Turn off the lights, the party’s over for Hillary. Time for her to pack up her thousands of smelly pantsuits and go back to — wherever it is she’s pretending to be a resident (South Dakota, Bend, Oregon) …with the swollen, purple-faced scum bag in-chief, Billy Jeff. Wouldn’t it be smart for her to divorce him this week? Now that might get her some votes. But lose her superdelegates.
Anyway, time to pack up several semi-trailers.
Come to think of it, she would probably have the Secret Service agents pack up her things. Hillary doesn’t have to do any little people tasks.
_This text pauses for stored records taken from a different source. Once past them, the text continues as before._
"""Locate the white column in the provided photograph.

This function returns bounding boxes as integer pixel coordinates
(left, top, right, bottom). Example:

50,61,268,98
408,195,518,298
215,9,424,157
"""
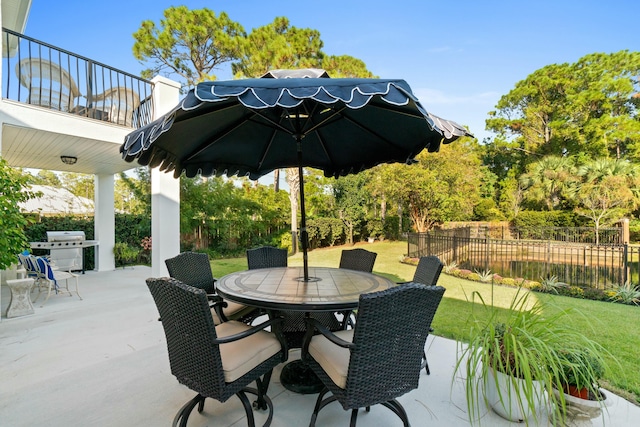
95,174,115,271
150,76,181,277
0,115,3,314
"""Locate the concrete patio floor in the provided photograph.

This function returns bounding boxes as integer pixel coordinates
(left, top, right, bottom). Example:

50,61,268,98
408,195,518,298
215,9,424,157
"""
1,266,638,427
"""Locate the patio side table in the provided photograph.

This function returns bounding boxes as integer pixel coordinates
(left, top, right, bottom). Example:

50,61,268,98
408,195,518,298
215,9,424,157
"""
6,278,35,318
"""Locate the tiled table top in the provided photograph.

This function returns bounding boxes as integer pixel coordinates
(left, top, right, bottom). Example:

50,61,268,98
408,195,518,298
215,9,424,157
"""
217,267,393,311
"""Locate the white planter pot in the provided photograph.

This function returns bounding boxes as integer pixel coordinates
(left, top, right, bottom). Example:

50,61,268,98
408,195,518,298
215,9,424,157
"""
485,368,546,422
551,388,607,422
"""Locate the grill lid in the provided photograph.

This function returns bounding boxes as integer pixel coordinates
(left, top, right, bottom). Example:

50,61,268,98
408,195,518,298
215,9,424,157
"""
46,231,86,242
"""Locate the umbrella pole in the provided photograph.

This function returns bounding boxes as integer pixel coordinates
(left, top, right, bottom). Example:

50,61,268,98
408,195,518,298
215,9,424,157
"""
297,138,310,282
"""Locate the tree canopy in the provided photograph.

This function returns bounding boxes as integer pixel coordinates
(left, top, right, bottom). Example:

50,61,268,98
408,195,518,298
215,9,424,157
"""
485,51,640,176
232,17,375,78
132,6,245,87
133,9,376,88
127,8,640,246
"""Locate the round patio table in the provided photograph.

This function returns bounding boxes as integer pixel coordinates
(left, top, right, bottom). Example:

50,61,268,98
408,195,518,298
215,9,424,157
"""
217,266,394,393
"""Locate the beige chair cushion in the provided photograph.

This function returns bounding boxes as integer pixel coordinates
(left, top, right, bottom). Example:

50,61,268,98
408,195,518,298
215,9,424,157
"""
210,300,256,325
216,320,281,383
308,329,354,389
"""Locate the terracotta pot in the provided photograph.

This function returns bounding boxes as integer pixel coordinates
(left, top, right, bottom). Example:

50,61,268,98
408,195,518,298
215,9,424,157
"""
565,385,589,400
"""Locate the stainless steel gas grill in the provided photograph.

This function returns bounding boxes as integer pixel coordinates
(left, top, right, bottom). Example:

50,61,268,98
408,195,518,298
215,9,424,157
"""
30,231,99,273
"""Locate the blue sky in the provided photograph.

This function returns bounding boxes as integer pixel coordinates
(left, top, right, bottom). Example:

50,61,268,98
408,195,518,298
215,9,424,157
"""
25,0,640,143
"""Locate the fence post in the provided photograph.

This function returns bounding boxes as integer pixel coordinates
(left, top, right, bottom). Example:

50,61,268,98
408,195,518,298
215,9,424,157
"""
546,239,551,277
453,234,458,263
485,236,490,271
623,244,629,285
407,233,410,258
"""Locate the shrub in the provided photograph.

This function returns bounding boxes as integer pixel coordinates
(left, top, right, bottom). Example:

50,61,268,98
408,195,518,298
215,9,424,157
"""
466,272,480,282
561,286,585,298
500,277,516,287
443,261,459,274
609,281,640,305
383,216,401,240
400,256,419,266
474,268,493,282
113,242,140,268
457,269,473,279
0,158,34,270
366,219,384,238
628,219,640,243
539,275,567,294
582,287,608,302
512,210,582,229
524,281,541,291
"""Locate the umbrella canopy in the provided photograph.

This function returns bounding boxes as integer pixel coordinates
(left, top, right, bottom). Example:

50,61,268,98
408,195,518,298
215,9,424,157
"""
121,70,472,280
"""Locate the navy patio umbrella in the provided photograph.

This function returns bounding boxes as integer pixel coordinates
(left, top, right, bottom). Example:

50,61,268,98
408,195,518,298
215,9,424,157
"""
120,69,472,281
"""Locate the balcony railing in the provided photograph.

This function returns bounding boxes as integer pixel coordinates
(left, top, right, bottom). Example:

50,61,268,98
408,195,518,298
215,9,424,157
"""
2,28,153,128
She is sounding very shrill lately, a lot like Phillis Diller. She should borrow some of her jokes about her ex-husband, Fang, and turn them into Bill jokes.
Did a news organization ever try and do an inventory of all those pantsuits she wore during the 1.5-year campaign? It should be recorded on video for the Smithsonian.
Here’s a concept: the superdelegates don’t have to wait for marching orders from Hillary anymore. It’s over. Start to announce this week and get ready for the real campaign.
Barack Obama erased Hillary Rodham Clinton’s lock with superdelegates on Friday and won a coveted labor endorsement as elements of the Democratic Party began coalescing around the Illinois senator for the fall campaign.
Obama picked up the backing of nine superdelegates, including Rep. Donald Payne of New Jersey, a member of the Congressional Black Caucus who had been a Clinton supporter.
In addition, the American Federation of Government Employees announced its support for Obama. The union claims about 600,000 members who work in the federal and Washington, D.C., governments.
This is amazing, Halliburton has a total 50,000 employees world-wide and they are engineers doing real work.
Obama, who won a convincing victory in the North Carolina primary and lost Indiana narrowly on Tuesday, has been steadily gaining strength in the days since.